Rutgers professor helps show how eruptions cool tropical Africa, spawning El Niños
Explosive volcanic eruptions in the tropics can lead to El Niño events, those notorious warming periods in the Pacific Ocean with dramatic global impacts on the climate, according to a new study.
Enormous eruptions trigger El Niño events by pumping millions of tons of sulfur dioxide into the stratosphere, which form a sulfuric acid cloud, reflecting solar radiation and reducing the average global surface temperature, according to the study co-authored by Alan Robock, a distinguished professor in the Department of Environmental Sciences at Rutgers University-New Brunswick.
The study, published online today in Nature Communications, used sophisticated climate model simulations to show that El Niño tends to peak during the year after large volcanic eruptions like the one at Mount Pinatubo in the Philippines in 1991.
“We can’t predict volcanic eruptions, but when the next one happens, we’ll be able to do a much better job predicting the next several seasons, and before Pinatubo we really had no idea,” said Robock, who has a doctorate in meteorology. “All we need is one number – how much sulfur dioxide goes into the stratosphere – and you can measure it with satellites the day after an eruption.”

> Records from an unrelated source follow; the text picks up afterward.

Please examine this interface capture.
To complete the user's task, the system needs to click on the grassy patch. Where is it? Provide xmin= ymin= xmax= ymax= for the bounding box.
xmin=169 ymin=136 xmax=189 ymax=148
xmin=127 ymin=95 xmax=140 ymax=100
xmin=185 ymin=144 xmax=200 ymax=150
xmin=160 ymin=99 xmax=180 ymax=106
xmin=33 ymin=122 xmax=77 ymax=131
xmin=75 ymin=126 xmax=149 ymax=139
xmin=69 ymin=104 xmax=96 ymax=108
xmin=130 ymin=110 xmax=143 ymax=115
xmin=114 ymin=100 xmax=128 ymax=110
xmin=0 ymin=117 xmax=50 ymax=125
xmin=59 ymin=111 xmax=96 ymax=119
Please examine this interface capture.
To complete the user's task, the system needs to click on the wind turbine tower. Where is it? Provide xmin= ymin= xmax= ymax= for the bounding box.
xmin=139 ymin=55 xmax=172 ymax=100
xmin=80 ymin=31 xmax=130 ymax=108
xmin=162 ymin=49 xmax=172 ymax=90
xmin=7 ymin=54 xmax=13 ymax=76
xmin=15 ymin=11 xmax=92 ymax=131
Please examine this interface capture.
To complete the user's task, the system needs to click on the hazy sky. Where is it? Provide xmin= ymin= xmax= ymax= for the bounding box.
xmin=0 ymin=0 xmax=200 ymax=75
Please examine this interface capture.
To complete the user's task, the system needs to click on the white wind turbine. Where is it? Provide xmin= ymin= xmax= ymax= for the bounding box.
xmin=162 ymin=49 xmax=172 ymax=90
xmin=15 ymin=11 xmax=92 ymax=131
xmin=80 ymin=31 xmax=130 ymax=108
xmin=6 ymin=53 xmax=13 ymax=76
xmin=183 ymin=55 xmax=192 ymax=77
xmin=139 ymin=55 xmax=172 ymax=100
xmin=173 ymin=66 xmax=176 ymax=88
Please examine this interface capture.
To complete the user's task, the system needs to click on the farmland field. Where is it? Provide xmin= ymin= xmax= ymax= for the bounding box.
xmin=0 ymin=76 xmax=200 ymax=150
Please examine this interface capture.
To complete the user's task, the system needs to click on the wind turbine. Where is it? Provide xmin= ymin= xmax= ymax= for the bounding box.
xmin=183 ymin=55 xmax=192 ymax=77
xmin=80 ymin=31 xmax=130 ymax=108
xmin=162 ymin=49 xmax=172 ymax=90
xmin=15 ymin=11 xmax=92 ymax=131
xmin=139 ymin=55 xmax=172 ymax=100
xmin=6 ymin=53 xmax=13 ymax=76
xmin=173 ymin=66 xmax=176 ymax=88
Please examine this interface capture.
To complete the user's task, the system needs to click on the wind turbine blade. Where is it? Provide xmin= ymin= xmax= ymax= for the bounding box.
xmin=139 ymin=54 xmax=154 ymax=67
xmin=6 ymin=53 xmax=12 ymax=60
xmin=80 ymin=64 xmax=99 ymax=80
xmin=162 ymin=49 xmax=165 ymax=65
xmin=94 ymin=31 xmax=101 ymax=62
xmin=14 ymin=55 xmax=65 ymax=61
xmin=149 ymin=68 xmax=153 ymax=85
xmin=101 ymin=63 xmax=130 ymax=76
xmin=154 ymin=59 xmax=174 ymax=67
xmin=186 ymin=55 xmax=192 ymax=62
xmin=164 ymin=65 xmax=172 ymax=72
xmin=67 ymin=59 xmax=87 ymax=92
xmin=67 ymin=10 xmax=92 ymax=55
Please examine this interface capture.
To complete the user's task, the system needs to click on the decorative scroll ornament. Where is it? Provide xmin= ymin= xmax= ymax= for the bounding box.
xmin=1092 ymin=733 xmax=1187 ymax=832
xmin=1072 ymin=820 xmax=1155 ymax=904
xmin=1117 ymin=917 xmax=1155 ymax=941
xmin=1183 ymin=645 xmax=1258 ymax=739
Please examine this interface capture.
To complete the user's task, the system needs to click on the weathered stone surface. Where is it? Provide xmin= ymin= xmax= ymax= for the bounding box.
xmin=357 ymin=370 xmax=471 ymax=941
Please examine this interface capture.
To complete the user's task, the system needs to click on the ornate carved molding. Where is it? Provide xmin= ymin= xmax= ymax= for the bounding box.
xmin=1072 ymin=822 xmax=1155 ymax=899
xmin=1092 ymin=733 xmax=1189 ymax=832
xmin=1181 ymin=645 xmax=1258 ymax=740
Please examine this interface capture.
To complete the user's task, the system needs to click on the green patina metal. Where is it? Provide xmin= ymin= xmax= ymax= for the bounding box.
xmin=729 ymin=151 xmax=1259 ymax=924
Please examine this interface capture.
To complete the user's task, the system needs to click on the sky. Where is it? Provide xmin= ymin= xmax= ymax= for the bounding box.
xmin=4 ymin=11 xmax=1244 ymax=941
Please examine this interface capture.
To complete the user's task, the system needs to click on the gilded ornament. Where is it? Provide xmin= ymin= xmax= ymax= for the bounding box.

The El Niño Southern Oscillation (ENSO) is nature’s leading mode of periodic climate variability. It features sea surface temperature anomalies in the central and eastern Pacific. ENSO events (consisting of El Niño or La Niña, a cooling period) unfold every three to seven years and usually peak at the end of the calendar year, causing worldwide impacts on the climate by altering atmospheric circulation, the study notes.
Strong El Niño events and wind shear typically suppress the development of hurricanes in the Atlantic Ocean, the National Oceanic and Atmospheric Administration says. But they can also lead to elevated sea levels and potentially damaging cold season nor’easters along the East Coast, among many other impacts.
Sea surface temperature data since 1882 document large El Niño-like patterns following four out of five big eruptions: Santa María (Guatemala) in October 1902, Mount Agung (Indonesia) in March 1963, El Chichón (Mexico) in April 1982 and Pinatubo in June 1991.
The study focused on the Mount Pinatubo eruption because it’s the largest and best-documented tropical one in the modern technology period. It ejected about 20 million tons of sulfur dioxide, Robock said.
Cooling in tropical Africa after volcanic eruptions weakens the West African monsoon, and drives westerly wind anomalies near the equator over the western Pacific, the study says. The anomalies are amplified by air-sea interactions in the Pacific, favoring an El Niño-like response.
Climate model simulations show that Pinatubo-like eruptions tend to shorten La Niñas, lengthen El Niños and lead to unusual warming during neutral periods, the study says.
If there’s a big volcanic eruption tomorrow, Robock said he could make predictions for seasonal temperatures, precipitation and the appearance of El Niño next winter.
“If you’re a farmer and you’re in a part of the world where El Niño or the lack of one determines how much rainfall you will get, you could make plans ahead of time for what crops to grow, based on the prediction for precipitation,” he said.